I've been wavering about whether or not to post this entry at all. Even as I type it, I'm still not sure that I will hit the "Post Entry" button at the bottom of the window. Why? Well, because there are folks who occasionally read here that will be impacted directly by what I write, and possibly not in a positive manner. Yes, yes, I could filter it. But I don't know that I really want to at this point. It's easier just to hit the reset button when I'm done venting my spleen.

I am an educator, a director, an actor, a creator... all of these things. I have my opinions, theories, my own style, my own biases and beliefs. One of my beliefs is that critisizm cannot be constructive unless it focuses on what needs to be improved as well as what does NOT. If you don't mention the good along with the bad, if you don't praise as well as critique, if you don't point out triumphs as well as problems then you leave those you are trying to help with only negative comments. And after enough of that, they may begin to lose heart in what they're doing, because even though they did 20 great things, only the 3 shaky ones were discussed publicly.

I bust my ass to point out the positive as well as the negative when I'm giving feedback to my improv group. I don't do it because I want to make them feel good, I do it because I honestly believe that it's necessary for creative growth. You have to take care of the lawn while you pull out the weeds or you'll just have a plot of dirt with holes where the weeds were.

I don't think I've communicated this to them as well as I'd hoped. Sunday night we sat down and reviewed last week's show.

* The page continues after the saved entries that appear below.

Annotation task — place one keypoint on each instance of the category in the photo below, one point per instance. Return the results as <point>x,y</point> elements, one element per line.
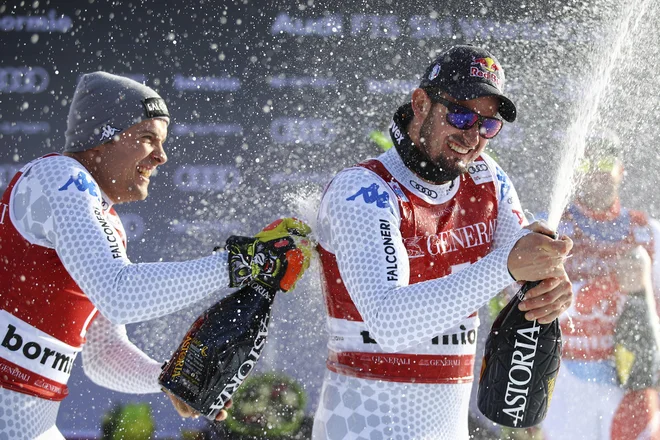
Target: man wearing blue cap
<point>67,281</point>
<point>412,243</point>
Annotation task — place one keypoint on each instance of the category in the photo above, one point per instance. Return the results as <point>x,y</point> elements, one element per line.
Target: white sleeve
<point>69,219</point>
<point>357,207</point>
<point>112,361</point>
<point>510,217</point>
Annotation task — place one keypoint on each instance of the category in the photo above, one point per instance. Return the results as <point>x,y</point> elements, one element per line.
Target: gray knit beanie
<point>104,105</point>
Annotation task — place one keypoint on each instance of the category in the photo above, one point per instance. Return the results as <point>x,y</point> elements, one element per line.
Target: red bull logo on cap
<point>486,68</point>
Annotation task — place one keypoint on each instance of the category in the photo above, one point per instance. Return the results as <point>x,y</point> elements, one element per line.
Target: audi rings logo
<point>477,167</point>
<point>202,178</point>
<point>424,190</point>
<point>23,79</point>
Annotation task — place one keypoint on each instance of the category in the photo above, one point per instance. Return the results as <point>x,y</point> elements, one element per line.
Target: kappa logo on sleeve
<point>370,195</point>
<point>82,184</point>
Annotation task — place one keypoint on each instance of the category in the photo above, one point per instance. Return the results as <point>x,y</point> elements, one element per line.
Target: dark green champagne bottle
<point>520,366</point>
<point>220,350</point>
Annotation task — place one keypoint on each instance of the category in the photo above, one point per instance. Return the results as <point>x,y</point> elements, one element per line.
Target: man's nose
<point>471,136</point>
<point>159,154</point>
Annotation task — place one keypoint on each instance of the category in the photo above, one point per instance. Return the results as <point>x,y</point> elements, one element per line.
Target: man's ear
<point>421,103</point>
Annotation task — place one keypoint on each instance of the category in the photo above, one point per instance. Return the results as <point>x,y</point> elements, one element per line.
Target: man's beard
<point>447,170</point>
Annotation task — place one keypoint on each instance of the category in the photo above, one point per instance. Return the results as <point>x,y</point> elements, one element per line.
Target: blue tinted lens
<point>490,127</point>
<point>462,121</point>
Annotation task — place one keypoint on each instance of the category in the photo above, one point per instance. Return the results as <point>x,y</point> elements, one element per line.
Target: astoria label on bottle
<point>220,350</point>
<point>520,366</point>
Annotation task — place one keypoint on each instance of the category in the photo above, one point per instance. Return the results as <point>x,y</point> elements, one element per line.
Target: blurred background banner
<point>271,98</point>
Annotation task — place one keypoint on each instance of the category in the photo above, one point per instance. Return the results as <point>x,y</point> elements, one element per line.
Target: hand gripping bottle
<point>520,366</point>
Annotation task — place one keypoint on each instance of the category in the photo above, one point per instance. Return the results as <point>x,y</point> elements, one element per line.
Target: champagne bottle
<point>520,366</point>
<point>220,350</point>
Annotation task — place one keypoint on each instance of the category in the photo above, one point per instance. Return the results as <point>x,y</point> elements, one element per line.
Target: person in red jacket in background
<point>615,258</point>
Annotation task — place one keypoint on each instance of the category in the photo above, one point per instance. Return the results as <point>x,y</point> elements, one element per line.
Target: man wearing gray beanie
<point>67,279</point>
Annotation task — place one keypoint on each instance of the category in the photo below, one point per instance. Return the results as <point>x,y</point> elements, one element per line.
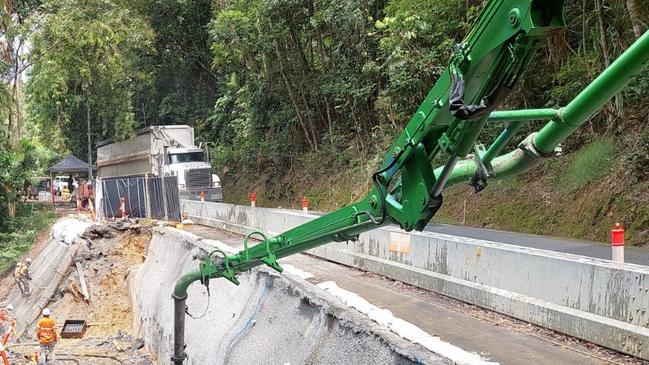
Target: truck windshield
<point>186,157</point>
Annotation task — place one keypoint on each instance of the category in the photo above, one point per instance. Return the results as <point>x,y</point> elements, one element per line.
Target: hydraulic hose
<point>180,298</point>
<point>542,144</point>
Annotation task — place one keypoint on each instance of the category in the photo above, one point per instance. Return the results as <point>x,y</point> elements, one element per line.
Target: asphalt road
<point>494,336</point>
<point>600,250</point>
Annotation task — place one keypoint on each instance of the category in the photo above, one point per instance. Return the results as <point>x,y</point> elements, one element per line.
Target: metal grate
<point>73,328</point>
<point>198,178</point>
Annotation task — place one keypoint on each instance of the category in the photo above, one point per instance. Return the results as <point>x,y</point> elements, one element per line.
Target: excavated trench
<point>268,319</point>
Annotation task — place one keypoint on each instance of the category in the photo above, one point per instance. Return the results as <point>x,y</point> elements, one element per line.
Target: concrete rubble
<point>129,270</point>
<point>268,319</point>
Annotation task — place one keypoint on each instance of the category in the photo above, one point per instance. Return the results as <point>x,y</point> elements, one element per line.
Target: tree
<point>87,57</point>
<point>183,88</point>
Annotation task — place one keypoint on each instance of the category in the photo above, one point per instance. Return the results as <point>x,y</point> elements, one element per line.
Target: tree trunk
<point>635,13</point>
<point>617,104</point>
<point>89,139</point>
<point>291,95</point>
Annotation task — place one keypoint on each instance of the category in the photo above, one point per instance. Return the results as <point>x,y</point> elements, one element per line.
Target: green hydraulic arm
<point>407,190</point>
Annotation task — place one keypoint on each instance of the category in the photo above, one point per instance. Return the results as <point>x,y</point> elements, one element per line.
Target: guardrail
<point>595,300</point>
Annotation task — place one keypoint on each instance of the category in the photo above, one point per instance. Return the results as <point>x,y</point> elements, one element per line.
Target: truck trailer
<point>159,151</point>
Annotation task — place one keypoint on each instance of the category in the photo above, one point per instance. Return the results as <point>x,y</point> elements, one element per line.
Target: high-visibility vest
<point>18,270</point>
<point>46,331</point>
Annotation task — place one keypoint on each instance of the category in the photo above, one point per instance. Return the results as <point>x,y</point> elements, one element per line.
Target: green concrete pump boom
<point>407,191</point>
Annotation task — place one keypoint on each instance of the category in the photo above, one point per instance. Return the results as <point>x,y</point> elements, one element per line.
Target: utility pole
<point>90,177</point>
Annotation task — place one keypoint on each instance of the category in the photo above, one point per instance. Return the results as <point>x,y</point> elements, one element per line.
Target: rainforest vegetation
<point>303,97</point>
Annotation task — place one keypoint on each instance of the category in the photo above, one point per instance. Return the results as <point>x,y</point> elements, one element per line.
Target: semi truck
<point>158,151</point>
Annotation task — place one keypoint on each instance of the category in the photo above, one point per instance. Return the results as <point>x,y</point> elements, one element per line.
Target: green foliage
<point>590,164</point>
<point>182,89</point>
<point>18,237</point>
<point>87,58</point>
<point>638,160</point>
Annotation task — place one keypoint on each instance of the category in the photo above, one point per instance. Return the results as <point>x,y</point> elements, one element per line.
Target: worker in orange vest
<point>46,334</point>
<point>22,277</point>
<point>7,322</point>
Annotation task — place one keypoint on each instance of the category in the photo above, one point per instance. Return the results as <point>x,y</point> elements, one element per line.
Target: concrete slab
<point>496,337</point>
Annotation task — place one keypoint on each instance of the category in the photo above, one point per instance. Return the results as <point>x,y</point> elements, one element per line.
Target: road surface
<point>494,336</point>
<point>635,255</point>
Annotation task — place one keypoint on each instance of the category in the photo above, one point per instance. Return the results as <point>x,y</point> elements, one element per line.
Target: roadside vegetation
<point>18,236</point>
<point>302,98</point>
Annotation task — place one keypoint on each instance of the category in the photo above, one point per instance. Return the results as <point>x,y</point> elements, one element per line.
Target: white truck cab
<point>162,151</point>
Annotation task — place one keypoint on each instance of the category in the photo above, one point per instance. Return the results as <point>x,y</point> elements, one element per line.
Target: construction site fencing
<point>139,197</point>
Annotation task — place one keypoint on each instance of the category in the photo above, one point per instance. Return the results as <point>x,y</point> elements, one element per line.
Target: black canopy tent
<point>70,164</point>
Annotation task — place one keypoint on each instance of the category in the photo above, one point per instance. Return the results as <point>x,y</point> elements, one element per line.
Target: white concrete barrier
<point>596,300</point>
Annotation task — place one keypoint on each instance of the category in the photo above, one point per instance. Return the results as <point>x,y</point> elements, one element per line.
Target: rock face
<point>268,319</point>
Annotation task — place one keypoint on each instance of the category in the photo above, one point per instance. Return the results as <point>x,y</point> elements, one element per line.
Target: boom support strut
<point>407,190</point>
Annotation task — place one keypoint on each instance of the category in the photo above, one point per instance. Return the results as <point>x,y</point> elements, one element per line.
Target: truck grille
<point>198,178</point>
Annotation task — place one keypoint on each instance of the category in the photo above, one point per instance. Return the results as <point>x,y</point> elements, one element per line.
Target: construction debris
<point>97,331</point>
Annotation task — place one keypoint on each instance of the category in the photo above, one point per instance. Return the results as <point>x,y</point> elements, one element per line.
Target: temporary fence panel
<point>144,197</point>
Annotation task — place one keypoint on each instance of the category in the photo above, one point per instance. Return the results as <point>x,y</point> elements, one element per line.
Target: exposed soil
<point>106,259</point>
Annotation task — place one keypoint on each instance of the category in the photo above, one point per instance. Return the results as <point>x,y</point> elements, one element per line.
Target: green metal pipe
<point>512,163</point>
<point>589,101</point>
<point>502,140</point>
<point>523,115</point>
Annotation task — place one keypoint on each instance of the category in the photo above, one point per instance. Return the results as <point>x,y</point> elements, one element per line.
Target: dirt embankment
<point>106,256</point>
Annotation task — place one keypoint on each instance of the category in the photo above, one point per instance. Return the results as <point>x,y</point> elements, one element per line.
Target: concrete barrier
<point>596,300</point>
<point>47,271</point>
<point>267,319</point>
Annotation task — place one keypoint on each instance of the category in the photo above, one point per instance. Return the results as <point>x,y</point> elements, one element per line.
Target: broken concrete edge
<point>402,337</point>
<point>571,281</point>
<point>620,336</point>
<point>48,270</point>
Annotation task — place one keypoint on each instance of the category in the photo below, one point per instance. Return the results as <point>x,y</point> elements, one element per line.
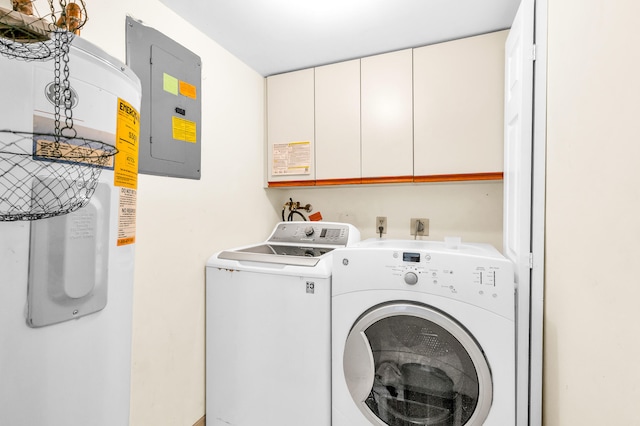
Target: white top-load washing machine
<point>268,328</point>
<point>423,333</point>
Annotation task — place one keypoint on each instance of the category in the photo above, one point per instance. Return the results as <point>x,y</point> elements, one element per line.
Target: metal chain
<point>62,85</point>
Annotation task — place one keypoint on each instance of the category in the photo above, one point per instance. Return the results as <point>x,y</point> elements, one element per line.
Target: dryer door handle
<point>358,365</point>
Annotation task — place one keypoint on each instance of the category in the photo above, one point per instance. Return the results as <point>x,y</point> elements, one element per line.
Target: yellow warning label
<point>127,134</point>
<point>184,130</point>
<point>188,90</point>
<point>127,216</point>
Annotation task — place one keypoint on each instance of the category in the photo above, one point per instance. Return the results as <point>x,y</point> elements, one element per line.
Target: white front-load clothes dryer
<point>423,333</point>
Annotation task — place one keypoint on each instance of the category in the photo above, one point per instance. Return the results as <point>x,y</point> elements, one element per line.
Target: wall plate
<point>69,262</point>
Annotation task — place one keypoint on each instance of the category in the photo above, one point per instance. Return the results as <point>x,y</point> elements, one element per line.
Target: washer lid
<point>280,254</point>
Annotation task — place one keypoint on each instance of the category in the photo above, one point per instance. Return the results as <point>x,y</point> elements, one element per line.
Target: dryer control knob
<point>410,278</point>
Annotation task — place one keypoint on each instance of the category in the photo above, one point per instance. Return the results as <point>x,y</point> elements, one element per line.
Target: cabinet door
<point>458,106</point>
<point>338,121</point>
<point>290,126</point>
<point>387,128</point>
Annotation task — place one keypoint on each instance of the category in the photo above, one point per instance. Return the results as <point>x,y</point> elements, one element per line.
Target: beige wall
<point>471,210</point>
<point>592,287</point>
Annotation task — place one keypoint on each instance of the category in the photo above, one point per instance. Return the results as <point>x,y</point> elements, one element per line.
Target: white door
<point>519,52</point>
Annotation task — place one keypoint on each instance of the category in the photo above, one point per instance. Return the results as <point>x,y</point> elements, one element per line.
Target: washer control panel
<point>329,233</point>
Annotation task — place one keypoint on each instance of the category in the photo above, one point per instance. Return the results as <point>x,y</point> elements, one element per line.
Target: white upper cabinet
<point>387,128</point>
<point>290,126</point>
<point>337,117</point>
<point>458,106</point>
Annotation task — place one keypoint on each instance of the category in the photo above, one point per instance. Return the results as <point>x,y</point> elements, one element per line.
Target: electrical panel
<point>170,116</point>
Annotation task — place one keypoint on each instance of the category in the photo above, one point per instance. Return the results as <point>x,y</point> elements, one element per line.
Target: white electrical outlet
<point>419,226</point>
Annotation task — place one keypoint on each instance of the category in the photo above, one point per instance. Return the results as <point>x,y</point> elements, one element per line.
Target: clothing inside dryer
<point>423,374</point>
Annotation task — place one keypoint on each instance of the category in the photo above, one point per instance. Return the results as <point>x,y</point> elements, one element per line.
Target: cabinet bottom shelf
<point>460,177</point>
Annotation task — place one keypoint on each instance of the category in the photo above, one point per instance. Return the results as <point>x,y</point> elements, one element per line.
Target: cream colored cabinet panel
<point>337,98</point>
<point>387,127</point>
<point>458,106</point>
<point>290,126</point>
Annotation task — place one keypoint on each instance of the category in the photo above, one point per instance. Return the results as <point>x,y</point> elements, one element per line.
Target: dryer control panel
<point>476,274</point>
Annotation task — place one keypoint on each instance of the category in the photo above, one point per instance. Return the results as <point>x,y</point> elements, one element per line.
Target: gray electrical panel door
<point>170,116</point>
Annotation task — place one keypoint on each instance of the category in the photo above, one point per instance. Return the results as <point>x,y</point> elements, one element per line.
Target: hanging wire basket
<point>45,175</point>
<point>25,33</point>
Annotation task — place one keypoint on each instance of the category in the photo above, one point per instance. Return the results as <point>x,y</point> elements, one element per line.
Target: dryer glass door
<point>408,364</point>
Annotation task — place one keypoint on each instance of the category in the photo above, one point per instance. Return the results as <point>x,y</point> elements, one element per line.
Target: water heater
<point>66,280</point>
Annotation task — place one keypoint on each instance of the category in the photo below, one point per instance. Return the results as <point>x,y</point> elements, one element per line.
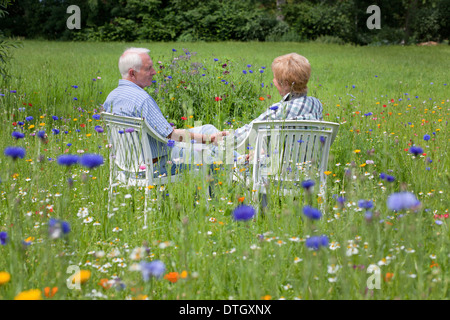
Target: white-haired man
<point>130,99</point>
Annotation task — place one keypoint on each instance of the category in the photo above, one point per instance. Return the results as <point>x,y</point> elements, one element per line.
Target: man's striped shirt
<point>128,99</point>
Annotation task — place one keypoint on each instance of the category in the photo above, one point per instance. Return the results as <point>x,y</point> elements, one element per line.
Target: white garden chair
<point>286,152</point>
<point>131,159</point>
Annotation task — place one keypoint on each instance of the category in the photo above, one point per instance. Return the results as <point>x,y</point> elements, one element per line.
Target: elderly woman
<point>291,74</point>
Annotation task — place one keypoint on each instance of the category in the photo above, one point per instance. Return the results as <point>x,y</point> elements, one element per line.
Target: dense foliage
<point>339,21</point>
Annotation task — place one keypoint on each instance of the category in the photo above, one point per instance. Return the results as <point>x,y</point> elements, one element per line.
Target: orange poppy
<point>50,292</point>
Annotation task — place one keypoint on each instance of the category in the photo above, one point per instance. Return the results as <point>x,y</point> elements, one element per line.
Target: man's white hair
<point>131,59</point>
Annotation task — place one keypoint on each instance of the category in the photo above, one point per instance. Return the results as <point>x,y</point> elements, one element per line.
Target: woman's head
<point>291,73</point>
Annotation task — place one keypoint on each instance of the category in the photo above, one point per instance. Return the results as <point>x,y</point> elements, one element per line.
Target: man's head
<point>291,73</point>
<point>136,66</point>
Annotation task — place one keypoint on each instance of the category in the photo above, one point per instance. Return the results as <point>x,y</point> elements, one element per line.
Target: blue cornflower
<point>91,160</point>
<point>307,184</point>
<point>390,178</point>
<point>341,200</point>
<point>155,269</point>
<point>316,242</point>
<point>312,213</point>
<point>68,160</point>
<point>274,108</point>
<point>3,238</point>
<point>57,228</point>
<point>402,201</point>
<point>415,150</point>
<point>365,204</point>
<point>171,143</point>
<point>243,213</point>
<point>15,152</point>
<point>41,134</point>
<point>17,135</point>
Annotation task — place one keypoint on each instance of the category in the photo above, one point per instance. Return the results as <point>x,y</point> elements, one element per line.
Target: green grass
<point>223,259</point>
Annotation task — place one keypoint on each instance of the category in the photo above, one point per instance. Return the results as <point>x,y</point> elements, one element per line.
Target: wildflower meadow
<point>380,231</point>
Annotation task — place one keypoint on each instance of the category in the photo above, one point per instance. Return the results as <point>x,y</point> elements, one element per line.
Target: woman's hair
<point>131,59</point>
<point>293,71</point>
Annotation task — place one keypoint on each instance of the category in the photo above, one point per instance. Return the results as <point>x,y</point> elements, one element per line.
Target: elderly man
<point>130,99</point>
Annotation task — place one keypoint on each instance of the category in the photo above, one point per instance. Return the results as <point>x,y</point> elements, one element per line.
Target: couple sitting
<point>291,75</point>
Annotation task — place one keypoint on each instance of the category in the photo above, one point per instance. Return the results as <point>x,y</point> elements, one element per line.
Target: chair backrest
<point>288,149</point>
<point>129,139</point>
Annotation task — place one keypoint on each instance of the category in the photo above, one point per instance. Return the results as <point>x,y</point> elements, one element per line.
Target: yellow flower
<point>33,294</point>
<point>82,276</point>
<point>4,277</point>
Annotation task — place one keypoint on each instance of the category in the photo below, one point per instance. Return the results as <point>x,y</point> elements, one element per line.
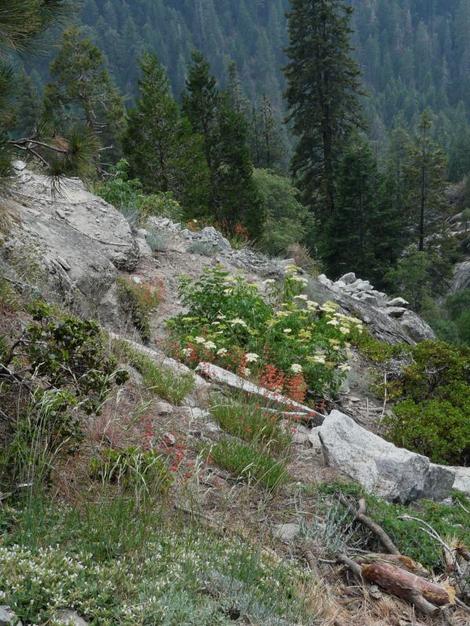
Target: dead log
<point>224,377</point>
<point>408,586</point>
<point>360,516</point>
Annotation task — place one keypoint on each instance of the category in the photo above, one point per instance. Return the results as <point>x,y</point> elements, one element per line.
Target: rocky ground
<point>71,246</point>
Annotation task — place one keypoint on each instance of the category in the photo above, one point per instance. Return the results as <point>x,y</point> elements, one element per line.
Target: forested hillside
<point>413,53</point>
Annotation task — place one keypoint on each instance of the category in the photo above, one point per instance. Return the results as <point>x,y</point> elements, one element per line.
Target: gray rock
<point>461,278</point>
<point>369,298</point>
<point>462,479</point>
<point>380,467</point>
<point>57,245</point>
<point>396,311</point>
<point>324,280</point>
<point>212,236</point>
<point>349,278</point>
<point>416,327</point>
<point>401,302</point>
<point>286,532</point>
<point>70,618</point>
<point>8,618</point>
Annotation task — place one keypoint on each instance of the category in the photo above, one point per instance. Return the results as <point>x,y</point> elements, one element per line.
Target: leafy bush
<point>432,417</point>
<point>157,241</point>
<point>127,195</point>
<point>449,521</point>
<point>249,463</point>
<point>158,379</point>
<point>376,350</point>
<point>283,340</point>
<point>138,301</point>
<point>69,353</point>
<point>253,424</point>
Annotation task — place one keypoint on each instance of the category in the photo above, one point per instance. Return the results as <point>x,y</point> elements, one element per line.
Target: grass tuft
<point>253,424</point>
<point>158,379</point>
<point>138,301</point>
<point>249,463</point>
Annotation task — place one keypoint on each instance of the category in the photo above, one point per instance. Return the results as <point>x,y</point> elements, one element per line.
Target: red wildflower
<point>272,378</point>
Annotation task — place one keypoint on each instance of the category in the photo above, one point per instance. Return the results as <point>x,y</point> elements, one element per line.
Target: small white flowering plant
<point>274,333</point>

The show was a good show. Sure, it wasn't perfect, but it was a good show. And yet most of the focus for them was on the negatives. Everyone talked about what needed work, and where mistakes were made. I felt like I was the only one pointing out the good stuff most of the time, so it was difficult.

And then it came to the point where we discussed the MECHANICS of the show itself. This is where my evening took a turn for the worst. I'm not sure that anyone realized that every time they suggested/demanded/requested a change to how we do things, they were directly critiquing ideas and plans that I had brought to the group. They were basically telling me "this thing you had us do didn't work so let's change it." My experience with actually DOING this stuff professionally was forgotten, and because something wasn't perfect the first time out, everyone seemed to think it needed to be changed to make it better regardless of the fact that practice alone would automatically MAKE it better. By the time people were done suggesting changes to how we do things I felt as if I'd been the guy lying in the bunk when everyone puts a bar of soap in their pillowcase and wails on them repeatedly. Not a single positive was brought up the entire time. Only things that didn't work perfectly and needed to be "fixed" were brought up. It honestly felt like people expected me to make them perfect, and when that didn't happen everything I've contributed seemed to be pitched out the window in favor of mob consensus because everyone else knows what works better than the guy who used to get paid to do this.

I'm not saying that I'm the be all end all of improv. Not by a long shot. But I've been there. I've seen what works and what's necessary to make it work. And changing everything that doesn't work the first time it's done is NOT what's necessary. Impatience is NOT going to make the situation better. Showing up on time will help. Focusing will help. Paying attention while other people are speaking will help. PRACTICE will help.

But then, I'm just the Artistic Director. I don't have ultimate authority, so I guess the group consensus will drive us where it wills. I just hope I don't give up the ghost before we get where we're going.